What’s interesting about the picture is that the five of them came out of… Tito and Nkrumah were not Bandung conferences in Indonesia in 1955, but the Asian and African countries had a conference in 1955 in Bandung, Indonesia where they talked about the importance of creating a project of the south, a third world project. Zhou En’lai came from China to that conference and he was a star of the conference, very interesting history. So 6 years later, they met in Belgrade and they created the Non-Aligned Movement.

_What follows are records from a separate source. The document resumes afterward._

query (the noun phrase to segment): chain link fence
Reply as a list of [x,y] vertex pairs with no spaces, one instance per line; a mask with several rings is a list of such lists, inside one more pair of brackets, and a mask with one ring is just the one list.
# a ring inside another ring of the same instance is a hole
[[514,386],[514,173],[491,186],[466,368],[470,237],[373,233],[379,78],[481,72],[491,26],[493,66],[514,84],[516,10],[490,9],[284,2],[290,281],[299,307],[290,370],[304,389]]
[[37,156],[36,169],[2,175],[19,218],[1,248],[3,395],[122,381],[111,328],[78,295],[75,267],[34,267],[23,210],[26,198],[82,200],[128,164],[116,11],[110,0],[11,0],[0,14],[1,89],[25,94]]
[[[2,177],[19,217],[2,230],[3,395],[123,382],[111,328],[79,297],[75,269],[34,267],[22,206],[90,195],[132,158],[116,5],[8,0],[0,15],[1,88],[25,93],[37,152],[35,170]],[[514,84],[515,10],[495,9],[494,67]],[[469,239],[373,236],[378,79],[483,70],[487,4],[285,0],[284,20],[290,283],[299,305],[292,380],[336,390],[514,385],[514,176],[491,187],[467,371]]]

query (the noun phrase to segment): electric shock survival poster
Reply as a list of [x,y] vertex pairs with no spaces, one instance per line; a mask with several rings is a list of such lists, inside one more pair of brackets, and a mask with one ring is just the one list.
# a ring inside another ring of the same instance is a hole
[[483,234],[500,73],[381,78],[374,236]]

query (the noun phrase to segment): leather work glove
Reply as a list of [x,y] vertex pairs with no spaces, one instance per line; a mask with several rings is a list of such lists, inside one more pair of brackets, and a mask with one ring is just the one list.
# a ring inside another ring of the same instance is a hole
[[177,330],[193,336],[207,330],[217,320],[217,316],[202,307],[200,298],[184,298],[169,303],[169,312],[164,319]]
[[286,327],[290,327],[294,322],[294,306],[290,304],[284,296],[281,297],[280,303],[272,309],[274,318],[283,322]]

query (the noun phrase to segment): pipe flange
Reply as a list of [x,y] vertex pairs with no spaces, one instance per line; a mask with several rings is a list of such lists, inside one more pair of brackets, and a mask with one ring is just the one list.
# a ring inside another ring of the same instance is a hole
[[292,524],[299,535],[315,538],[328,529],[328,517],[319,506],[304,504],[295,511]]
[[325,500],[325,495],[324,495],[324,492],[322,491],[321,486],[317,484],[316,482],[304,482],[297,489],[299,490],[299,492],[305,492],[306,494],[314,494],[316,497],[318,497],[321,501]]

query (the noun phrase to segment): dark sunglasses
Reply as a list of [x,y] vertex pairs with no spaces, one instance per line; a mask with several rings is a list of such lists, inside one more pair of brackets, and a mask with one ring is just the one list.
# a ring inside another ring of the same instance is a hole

Now the Non-Aligned Movement is very important because they were making the argument that the West, United States mainly, but Western Europe and the Soviet Union had to cut back on the arms race and not waste all his money on weapons and also threaten the destruction of the world, but use that wealth to effectively create a development project for the South. So they wanted to move guns into bridges, guns into school books, guns into hospitals, and so on. And that was a part of their message, but they united almost the entire South into this project. So soon after these countries won independence from colonial powers.
After World War two, these young states came together to say: we want to stand on our own feet. We want you to look at us with respect plus we’re not fooled. The old colonial system continues.
The concept Global South like many concepts is misleading. because you think it has something to do with the South, the southern hemisphere, the North being the richer countries, and so on. It was a little bit like in an earlier period you divided things by east and west. The West is Europe and the United States. The East is the Soviet Union or China or whatever. The South really refers to countries that came out of colonialism, that had been colonized and came out of colonialism.